E.L. James is writing a how-to book. No, not that kind of how-to book.
The author of the best-selling Fifty Shades of Grey series is writing a guide to help women find their “inner goddess,” a phrase that regularly appears in her writing as a short-hand reference to her protagonist’s devil-may-care desire to get it on. James didn’t make it up, of course; dozens of books are for sale on Amazon (AMZN) with such titles as Find Your Inner Goddess, Listen to Your Inner Goddess, Sex & the Inner Goddess, and Inner Goddess Manifesto. Even Gillette (PG) pitched its first five-blade women’s razor by urging women to “reveal the goddess in you.”

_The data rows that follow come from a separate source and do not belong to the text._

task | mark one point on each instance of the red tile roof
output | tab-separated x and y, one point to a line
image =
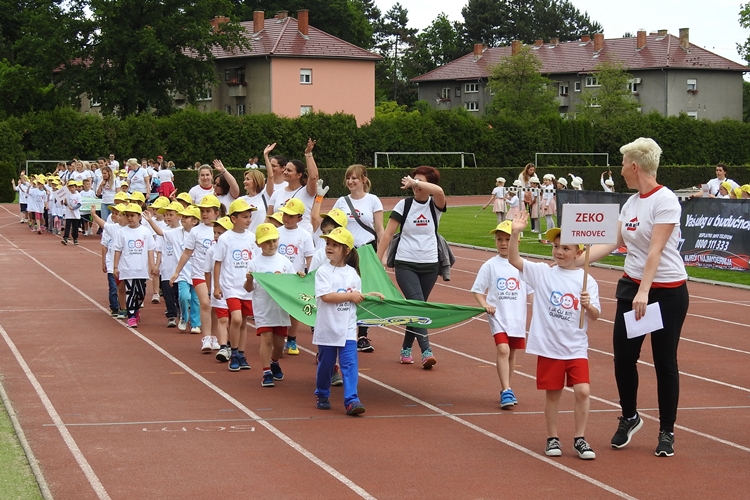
281	38
579	57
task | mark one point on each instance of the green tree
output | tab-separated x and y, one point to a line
612	99
140	51
520	89
498	22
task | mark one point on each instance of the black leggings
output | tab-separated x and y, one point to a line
674	305
416	286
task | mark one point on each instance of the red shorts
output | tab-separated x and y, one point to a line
513	342
550	373
276	330
246	306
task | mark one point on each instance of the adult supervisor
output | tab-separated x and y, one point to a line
649	225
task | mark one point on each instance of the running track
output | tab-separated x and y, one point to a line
110	412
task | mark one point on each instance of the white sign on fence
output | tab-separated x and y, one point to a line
589	223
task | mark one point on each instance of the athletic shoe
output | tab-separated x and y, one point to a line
243	362
234	363
291	347
355	408
428	360
206	344
506	399
553	448
625	431
406	358
584	450
267	379
224	354
665	448
363	345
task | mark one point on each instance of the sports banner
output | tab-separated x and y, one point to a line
716	233
297	296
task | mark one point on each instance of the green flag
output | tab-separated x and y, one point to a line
297	296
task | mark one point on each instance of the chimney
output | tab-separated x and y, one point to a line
302	23
515	47
640	39
685	38
598	41
259	19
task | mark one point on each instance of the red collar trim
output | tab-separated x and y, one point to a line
652	191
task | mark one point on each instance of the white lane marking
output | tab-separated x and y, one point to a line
283	437
67	437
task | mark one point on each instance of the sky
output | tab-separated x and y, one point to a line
714	25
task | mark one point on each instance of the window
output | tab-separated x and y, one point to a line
592	81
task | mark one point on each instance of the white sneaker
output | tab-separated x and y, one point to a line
206	344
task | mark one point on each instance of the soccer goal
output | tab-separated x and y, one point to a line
388	154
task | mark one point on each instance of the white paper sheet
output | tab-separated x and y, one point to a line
650	322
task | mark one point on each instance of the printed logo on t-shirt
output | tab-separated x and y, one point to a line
632	224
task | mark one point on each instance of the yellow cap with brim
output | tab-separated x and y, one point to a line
240	205
175	206
224	222
338	216
293	206
340	235
265	232
553	233
209	201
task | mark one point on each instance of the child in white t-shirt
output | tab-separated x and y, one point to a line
271	321
338	291
500	291
554	336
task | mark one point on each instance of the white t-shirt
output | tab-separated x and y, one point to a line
554	331
199	239
418	241
296	245
235	251
281	196
366	208
267	311
197	193
638	216
134	244
505	290
335	323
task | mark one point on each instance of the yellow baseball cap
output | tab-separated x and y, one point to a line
224	222
209	201
240	205
265	232
338	216
293	206
340	235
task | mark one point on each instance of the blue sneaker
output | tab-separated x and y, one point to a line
506	399
234	363
276	371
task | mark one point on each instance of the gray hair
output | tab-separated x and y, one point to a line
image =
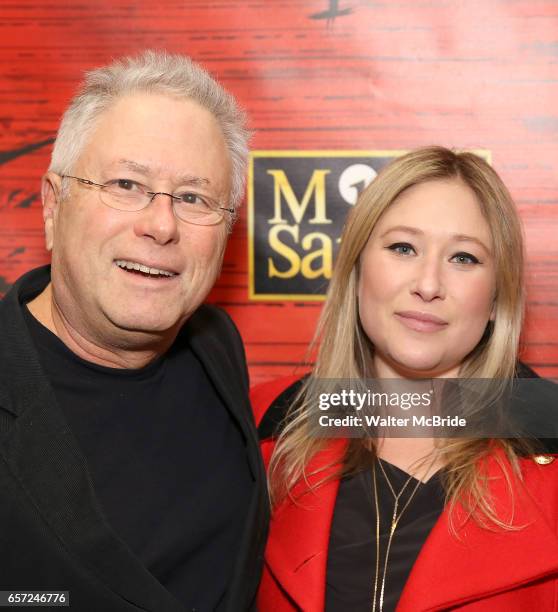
152	71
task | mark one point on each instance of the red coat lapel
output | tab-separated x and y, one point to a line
451	571
299	535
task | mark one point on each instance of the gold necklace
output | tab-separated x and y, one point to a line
394	521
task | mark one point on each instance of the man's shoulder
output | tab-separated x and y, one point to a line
271	402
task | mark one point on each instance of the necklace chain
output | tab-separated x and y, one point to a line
378	601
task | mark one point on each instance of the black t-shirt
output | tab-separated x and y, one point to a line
168	463
351	564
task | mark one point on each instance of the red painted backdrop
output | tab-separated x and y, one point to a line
317	74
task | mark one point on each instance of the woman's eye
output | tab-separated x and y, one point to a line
402	248
464	258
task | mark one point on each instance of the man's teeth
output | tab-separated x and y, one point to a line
132	265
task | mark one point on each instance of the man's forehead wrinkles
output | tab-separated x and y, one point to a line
183	179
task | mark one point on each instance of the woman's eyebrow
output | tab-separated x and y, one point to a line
418	232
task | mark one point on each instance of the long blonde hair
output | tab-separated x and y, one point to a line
344	351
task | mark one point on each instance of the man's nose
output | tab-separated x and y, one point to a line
429	282
157	220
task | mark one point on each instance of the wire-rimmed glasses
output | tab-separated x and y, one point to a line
131	196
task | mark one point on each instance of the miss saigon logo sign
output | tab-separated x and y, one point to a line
297	204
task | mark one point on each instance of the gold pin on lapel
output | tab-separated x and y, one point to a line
543	459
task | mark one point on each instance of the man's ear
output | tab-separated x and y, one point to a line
51	186
493	311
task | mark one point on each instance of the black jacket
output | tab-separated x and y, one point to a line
53	535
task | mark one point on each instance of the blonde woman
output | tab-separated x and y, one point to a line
428	285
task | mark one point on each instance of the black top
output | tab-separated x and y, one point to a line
351	565
168	463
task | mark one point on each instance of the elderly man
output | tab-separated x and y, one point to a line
130	471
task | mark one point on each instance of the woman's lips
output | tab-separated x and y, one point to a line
421	321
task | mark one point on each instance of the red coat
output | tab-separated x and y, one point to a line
483	571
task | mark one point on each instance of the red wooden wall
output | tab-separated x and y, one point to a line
376	75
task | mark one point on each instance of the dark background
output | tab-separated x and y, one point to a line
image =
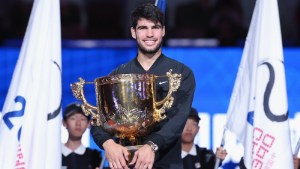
226	21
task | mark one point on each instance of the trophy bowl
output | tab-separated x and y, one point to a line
126	104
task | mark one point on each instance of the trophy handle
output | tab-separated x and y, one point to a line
174	83
88	109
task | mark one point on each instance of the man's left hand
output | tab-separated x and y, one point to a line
143	158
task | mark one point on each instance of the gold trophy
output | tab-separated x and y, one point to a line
126	105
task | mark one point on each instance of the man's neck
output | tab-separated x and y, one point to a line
147	60
187	146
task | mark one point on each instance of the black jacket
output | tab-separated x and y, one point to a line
167	134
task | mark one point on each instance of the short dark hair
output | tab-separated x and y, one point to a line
73	108
148	11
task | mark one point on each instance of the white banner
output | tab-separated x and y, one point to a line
31	116
258	110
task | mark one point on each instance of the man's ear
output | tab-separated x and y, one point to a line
133	33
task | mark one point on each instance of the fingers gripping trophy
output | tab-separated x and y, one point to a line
126	105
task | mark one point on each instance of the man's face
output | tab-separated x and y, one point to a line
148	35
190	130
76	124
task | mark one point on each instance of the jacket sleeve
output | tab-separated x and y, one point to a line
172	127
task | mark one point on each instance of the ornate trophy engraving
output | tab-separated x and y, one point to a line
126	104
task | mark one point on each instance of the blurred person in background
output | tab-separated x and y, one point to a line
195	157
74	154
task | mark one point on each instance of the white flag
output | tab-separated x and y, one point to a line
30	123
258	110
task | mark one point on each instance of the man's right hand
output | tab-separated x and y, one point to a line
116	155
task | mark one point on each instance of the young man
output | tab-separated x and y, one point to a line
74	154
193	156
162	148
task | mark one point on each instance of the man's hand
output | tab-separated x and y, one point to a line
221	153
116	155
143	158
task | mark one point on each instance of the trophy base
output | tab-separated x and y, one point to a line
132	150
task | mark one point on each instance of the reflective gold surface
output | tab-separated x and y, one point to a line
126	105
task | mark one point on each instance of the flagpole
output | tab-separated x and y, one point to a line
297	148
222	146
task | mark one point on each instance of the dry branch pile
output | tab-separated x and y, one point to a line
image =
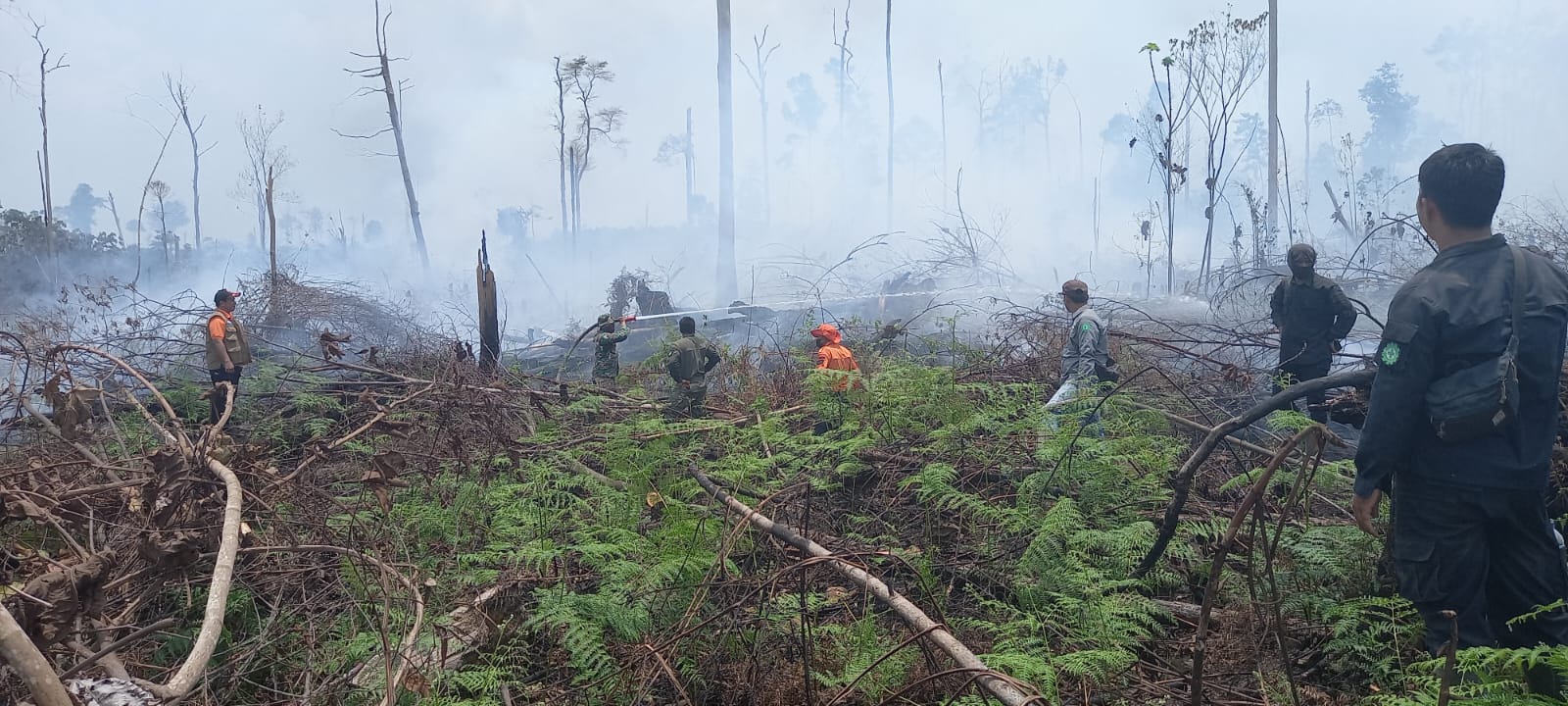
413	523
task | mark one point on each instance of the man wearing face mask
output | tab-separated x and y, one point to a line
1463	421
1313	314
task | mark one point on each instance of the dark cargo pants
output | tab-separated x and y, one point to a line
220	396
1487	554
1296	373
687	402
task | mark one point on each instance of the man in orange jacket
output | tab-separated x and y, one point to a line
227	349
831	355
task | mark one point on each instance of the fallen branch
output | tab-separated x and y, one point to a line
217	593
27	661
1001	687
184	443
117	645
1183	482
1200	642
51	426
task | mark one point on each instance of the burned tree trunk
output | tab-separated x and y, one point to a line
561	149
690	162
271	242
726	165
490	324
760	78
402	154
888	47
941	88
383	70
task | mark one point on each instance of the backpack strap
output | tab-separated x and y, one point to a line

James’s Shades of Grey: Inner Goddess, which will come out on May 1, is being billed as a “writer’s journal.” She reportedly wrote the forward, shared some excerpts from her Fifty Shades series, and provided a music playlist that she listened to while writing. (Please tell me there’s some Barry White.) The book will also have blank pages on which women can brainstorm ideas for their own books.
“Her personal story as a writer is inspirational to many women, and journaling has been an important part of her creative process from the start,” Vintage publisher Anne Messitte said in a statement when the deal was announced on Monday. For the subtlety-challenged, it’s a pitch that suggests that a 1,500-page best-selling series could happen to anyone with a diary.
Maybe. Fifty Shades of Grey started out as Internet fan fiction and was originally published by a small Australian press before Vintage snapped it up for $1 million in March 2012. Since then, the series has gone on to sell more than 65 million copies worldwide. James has millions of fans (women, mostly) and commands large audiences when she appears at speaking events. When the author appeared at an event at IET London last year, she received a standing ovation. Still, even the most flattering descriptions of the Fifty Shades of Grey phenomenon contain backhanded compliments about James’s ability to turn cliché-laden prose about sex romps into the greatest literary success story of 2012. Even when Publisher’s Weekly named her “Publishing Person of the Year,” it couldn’t resist noting that some in the book industry consider James “a harbinger of death.”
Despite the snide comments, the pen-and-ink set know all too well that the book business is democratizing. E.L. James is Exhibit A: The new system is clearly working for her inner goddess—and for her inner accountant.